The LLC and the seller have the agreement...and that is who closed.

The need for a double closings is eliminated as well.

Joe Villeneuve
REcapSystem
A2REIC

This will vary from state to state. 

In California selling an LLC is a massive pain and adds an additional $800 cost.

Ask someone who wholesales in your state to be certain. Its a big country with many different rules and best practices for each state. 

Holy smokes there is some regional information here that is so wrong when used in context for another area. I'm really sorry I don't know the NC rules as well but @Nasar Elarabi does. He is who you need to speak to. 

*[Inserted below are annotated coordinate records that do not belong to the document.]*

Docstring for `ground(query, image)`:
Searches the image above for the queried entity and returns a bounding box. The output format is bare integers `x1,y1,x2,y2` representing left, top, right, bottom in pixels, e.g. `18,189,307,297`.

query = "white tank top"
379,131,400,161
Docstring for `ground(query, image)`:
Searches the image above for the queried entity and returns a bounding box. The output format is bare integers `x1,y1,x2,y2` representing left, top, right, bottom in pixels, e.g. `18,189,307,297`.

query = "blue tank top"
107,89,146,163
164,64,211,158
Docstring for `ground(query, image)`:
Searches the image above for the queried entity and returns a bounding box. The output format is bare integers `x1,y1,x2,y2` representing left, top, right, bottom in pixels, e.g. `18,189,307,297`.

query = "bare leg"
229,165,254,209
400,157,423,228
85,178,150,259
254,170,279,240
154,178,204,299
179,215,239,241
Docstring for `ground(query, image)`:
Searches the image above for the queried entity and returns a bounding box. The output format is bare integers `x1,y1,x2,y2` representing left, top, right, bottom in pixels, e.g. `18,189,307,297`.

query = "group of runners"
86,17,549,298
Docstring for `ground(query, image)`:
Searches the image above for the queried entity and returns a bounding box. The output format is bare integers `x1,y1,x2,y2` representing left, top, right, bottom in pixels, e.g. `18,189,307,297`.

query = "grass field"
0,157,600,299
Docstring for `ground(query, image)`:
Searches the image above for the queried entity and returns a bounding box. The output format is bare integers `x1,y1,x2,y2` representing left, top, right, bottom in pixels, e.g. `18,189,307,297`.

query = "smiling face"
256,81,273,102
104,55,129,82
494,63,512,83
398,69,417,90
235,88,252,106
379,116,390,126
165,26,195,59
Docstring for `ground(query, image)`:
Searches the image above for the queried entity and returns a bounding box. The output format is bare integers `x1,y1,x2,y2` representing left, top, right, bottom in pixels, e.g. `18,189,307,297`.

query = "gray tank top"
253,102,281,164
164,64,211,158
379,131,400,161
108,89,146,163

I've assigned EVERY deal this year and its common practice where I live. I'm also in the middle of double closing a deal right now. Be sure to get advice from experts in your area so you can be sure the information provided is relevant. 

Hi , I'm going to try this method of selling the corp. (to my end buyer rehabber) on a short sale that i am negotiating.

Question:  do i get paid at the very moment of transferring the corp??  If my fee is over $25k, will the end buyer have a problem with that fee ? I may have to get the endbuyer to put the funds in escrow in case the deal doesn't close (assuming the title search I've done is incorrect).    Opinions from anyone who doesn't mind joining in.